周囲の貴族たちが「おお……」と感嘆の声を漏らします。
絶望的な状況でも、聖女の光があれば逆転できる――そんな甘い期待が、会場に漂い始めましたわ。
ですが。
「……停止。シャーリー様、その『奇跡』の無断使用を禁止いたしますわ」
わたくしが淡々と告げた瞬間。
彼女の手の中から溢れていた光が、まるで火を消された蝋燭のように、一瞬で掻き消えました。
「え……? な、何……? 光が、出ない……?」
シャーリー様が困惑したように自分の手を見つめます。
何度祈っても、どれだけ念じても、一欠片の火花すら飛び散りません。
「どうして……神様!? わたくしの、奇跡が……っ!」
「神様のせいにするのはお門違いですわよ、シャーリー様。……原因は、貴女の『ライセンス違反』ですわ」
わたくしは、侍女が差し出した厚い魔導書のような書類……『国家魔導資源管理台帳』を開きました。
「な、何よそれ! 聖女の力は、神様がわたくしにくださったものよ! 貴女なんかに指図される筋合いはないわ!」
「いいえ、筋合いは大ありですわ。……シャーリー様。貴女が聖女として認定されるために受けた『洗礼』。その際に使用された聖水、祭壇、そして儀式を執り行った大司教の派遣費用。……それらすべてを、誰が支払ったとお思い?」
シャーリー様が、言葉を失って口をパクパクとさせます。
「……アストレア公爵家。つまり、わたくし個人が『王国の聖女育成事業』として投資した、総額五億ギルの資金ですわ。貴女が今使おうとした魔力は、わたくしがメンテナンス費用を支払っている『聖域』という名のサーバーから供給されているもの。……つまり、その奇跡の著作権と利用権は、現在わたくしが差し押さえておりますの」
わたくしは、契約書のページをパラリと捲りました。
「契約条項第七条。……『聖女の力は、国家の安寧のためにのみ使用されるものとし、私的な感情や犯罪行為の隠蔽に使用された場合、スポンサーは即座にその供給を遮断できる』。……今の奇跡は、殿下の失禁……失礼、精神的ショックを誤魔化すための『私的使用』。明白な契約違反ですわね」
会場に、失笑が漏れました。
神聖な奇跡を『著作権』や『利用権』と呼び捨てにするわたくしの暴論……いえ、正論に、貴族たちは戸惑いながらも、シャーリー様の滑稽さに気づき始めたようです。

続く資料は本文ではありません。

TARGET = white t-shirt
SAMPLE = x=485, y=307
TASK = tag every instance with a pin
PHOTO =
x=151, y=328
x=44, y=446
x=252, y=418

「そ……そんな……お金で神様の力を止めるなんて、そんなこと……!」
「お金ではありません。……『対価』の問題ですわ。貴女はわたくしの金で磨かれた力を使い、わたくしを貶めようとした。……そんな不良資産に、これ以上の投資を続ける投資家がどこにいますかしら?」
わたくしは、跪いたままのアラリック様に視線を送りました。
彼はわたくしの意図を察し、鋭い眼光でシャーリー様を射抜きます。
「……セラフィナ様の許しなく奇跡を使おうとするなら、その腕、魔法回路ごと断ち切っても構いませんが?」
「ひ、ひぃっ……!」
シャーリー様は、あまりの恐怖に尻餅をつきました。
聖女の輝きを失い、掃除服を着て床に這いつくばる姿は、もはやその辺の町娘以下ですわ。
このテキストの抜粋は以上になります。